Update the input schema:

inputSchema: {
  city: z.string(),
  unit: z.enum(["celsius", "fahrenheit"]).optional().default("fahrenheit"),
}

Troubleshooting

Server Won't Start

Error: Cannot find module

  • Run npm install to install dependencies
  • Check that package.json has "type": "module"

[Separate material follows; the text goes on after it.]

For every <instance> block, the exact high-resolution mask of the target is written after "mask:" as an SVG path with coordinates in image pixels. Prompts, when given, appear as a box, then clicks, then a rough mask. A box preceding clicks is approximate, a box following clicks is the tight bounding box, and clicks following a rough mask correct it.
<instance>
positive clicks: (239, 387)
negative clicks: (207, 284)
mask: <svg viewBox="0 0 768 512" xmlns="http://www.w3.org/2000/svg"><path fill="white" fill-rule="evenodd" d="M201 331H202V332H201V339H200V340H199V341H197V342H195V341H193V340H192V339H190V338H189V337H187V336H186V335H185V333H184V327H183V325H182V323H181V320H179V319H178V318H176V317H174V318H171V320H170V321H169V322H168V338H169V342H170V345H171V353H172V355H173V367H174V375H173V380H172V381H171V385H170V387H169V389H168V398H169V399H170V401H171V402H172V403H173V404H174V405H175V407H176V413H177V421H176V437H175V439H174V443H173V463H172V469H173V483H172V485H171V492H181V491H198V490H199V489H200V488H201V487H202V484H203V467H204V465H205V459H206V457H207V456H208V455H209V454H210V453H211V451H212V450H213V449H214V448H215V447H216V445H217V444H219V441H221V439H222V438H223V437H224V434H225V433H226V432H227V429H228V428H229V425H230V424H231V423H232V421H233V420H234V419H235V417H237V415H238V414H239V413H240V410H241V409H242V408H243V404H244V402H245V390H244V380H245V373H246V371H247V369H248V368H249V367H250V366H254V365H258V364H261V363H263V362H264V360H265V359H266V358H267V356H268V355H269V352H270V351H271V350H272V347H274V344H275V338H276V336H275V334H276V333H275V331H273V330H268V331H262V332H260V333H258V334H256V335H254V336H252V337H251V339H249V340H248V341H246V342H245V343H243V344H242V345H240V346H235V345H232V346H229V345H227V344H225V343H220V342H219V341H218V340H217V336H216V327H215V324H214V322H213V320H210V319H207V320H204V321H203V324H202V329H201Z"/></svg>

Error: Port already in use

  • Change the port: PORT=3001 npm start
  • Or kill the process using port 3000

ngrok Issues

ngrok not found

  • Install ngrok: npm install -g ngrok or download from ngrok.com
  • Run ngrok authtoken YOUR_TOKEN if required

Tunnel disconnects

  • Free tier tunnels expire. Just restart ngrok.

OpenAI API Errors

401 Unauthorized

  • Check your API key is correct
  • Ensure you have Responses API access

MCP connection failed

  • Verify ngrok is running
  • Check the MCP endpoint URL ends with /mcp
  • Look at your server logs for errors

What You Learned

✅ How MCP servers are structured
✅ How to register tools with input schemas
✅ How to return structured content
✅ How to expose your server for external access
✅ How to connect to OpenAI's Responses API


Next Steps

  1. Read OpenAI's MCP Documentation: https://developers.openai.com/apps-sdk/build/mcp-server/
  2. Explore the MCP Specification: https://modelcontextprotocol.io/
  3. Build a ChatGPT App: Add a UI component using the Apps SDK
  4. Add Authentication: Implement OAuth for user-specific data

Resources


Congratulations! 🎉 You've built your first MCP server. Now go build something amazing!